Frankly, I’d give the advantage to Kershaw in a matchup against any other pitcher in the majors right now. In my opinion, he’s the best. And it doesn’t bother me that he hasn’t pitched in a World Series yet or that he has a 4.40 ERA in 21 postseason games (17 starts).
He’s my call if I had to give the ball to any current hurler to start the final game – or first game, I suppose – of the World Series.
But that got me thinking: If I had to give the ball to any former Oriole in franchise history to pitch the deciding game of a World Series, who would it be?
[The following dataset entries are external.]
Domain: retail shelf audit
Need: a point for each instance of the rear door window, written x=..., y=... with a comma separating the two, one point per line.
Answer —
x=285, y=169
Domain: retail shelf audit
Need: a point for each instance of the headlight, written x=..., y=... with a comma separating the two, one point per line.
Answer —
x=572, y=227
The obvious answer is Jim Palmer, the Hall of Famer who won a franchise-best 268 regular season games for the Orioles in his splendid career and also picked up a World Series victory for the club in three different decades (1966, 1970, 1971, 1983).
Palmer pitched in nine World Series games for the Orioles, started eight of them, and had a cumulative 3.20 ERA on the game’s biggest stage. In the postseason, Cakes was 8-3 with a 2.61 ERA in 17 games (15 starts); by far the most playoff wins as an Oriole.
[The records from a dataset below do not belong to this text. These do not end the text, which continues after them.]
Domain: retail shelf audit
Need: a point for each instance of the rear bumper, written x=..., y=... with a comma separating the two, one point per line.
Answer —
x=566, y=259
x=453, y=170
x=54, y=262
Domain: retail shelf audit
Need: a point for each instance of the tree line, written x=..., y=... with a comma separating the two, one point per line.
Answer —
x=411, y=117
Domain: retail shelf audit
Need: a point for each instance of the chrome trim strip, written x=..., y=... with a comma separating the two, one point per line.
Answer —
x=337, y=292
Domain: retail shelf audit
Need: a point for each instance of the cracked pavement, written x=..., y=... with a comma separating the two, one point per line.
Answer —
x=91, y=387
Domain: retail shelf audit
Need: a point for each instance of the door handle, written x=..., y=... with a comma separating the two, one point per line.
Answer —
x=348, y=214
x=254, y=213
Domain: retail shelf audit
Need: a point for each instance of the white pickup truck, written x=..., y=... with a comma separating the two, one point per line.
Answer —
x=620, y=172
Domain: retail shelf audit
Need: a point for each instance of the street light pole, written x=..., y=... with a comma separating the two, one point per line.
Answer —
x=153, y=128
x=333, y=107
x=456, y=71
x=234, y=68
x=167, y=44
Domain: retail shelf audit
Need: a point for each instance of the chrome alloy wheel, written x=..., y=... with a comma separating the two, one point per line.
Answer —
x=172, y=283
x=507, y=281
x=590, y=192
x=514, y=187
His former teammate, Boog Powell, once told me that if there were a big game that needed to be pitched, Palmer was his guy, without a doubt.
But is it completely without a doubt?
Is it a slam dunk in your mind that you would give the Game 7 baseball for the Orioles to Palmer ahead of anyone else in franchise history?
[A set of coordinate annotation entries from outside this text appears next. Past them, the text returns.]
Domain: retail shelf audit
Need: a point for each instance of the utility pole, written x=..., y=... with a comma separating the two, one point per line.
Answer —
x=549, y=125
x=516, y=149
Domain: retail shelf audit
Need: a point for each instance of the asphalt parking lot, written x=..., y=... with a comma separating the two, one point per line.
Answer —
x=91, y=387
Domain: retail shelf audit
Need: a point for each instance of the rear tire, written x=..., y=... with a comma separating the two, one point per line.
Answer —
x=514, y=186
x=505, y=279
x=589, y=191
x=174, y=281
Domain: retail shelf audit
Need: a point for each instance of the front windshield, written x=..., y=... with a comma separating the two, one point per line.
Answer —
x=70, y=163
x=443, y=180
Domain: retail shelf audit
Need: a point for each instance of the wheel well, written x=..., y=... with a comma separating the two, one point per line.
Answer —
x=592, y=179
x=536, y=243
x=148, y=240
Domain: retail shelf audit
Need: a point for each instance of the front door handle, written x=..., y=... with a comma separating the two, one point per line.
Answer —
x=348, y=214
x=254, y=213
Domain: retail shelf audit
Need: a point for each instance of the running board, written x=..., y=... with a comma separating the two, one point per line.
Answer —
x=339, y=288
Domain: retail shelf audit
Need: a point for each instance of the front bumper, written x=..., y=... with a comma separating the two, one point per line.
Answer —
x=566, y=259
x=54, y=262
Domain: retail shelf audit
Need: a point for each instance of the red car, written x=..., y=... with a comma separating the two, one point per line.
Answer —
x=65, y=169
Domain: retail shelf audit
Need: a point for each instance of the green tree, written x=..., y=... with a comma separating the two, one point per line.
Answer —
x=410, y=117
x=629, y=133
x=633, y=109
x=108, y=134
There are some tremendous choices if the only requirement is they had to pitch at least one game for the modern-day (since 1954) Orioles.
Strangely, Palmer never actually pitched the deciding contest of a World Series, but that was happenstance, not design. He started Game 2 in 1966 against Sandy Koufax, Game 3 in 1969, Games 1 and 4 (which would have been the clincher, but Eddie Watt blew the lead in the eighth) in 1970, Games 2 and 6 (another potential clincher in which he pitched great) in 1971 and Games 2 and 6 (a third potential clincher the Orioles didn’t win despite Palmer’s solid performance) in 1979.
The Orioles have had three World Series clinchers end up in their favor – and all three were complete-games thrown by left-handers: Dave McNally in 1966, Mike Cuellar in 1970 and Scott McGregor in 1983.
McGregor certainly should get some consideration for taking the ball with the Orioles’ franchise game on the line. He had a 1.63 ERA in six playoff starts and was 2-2 with a 2.12 ERA in four World Series games.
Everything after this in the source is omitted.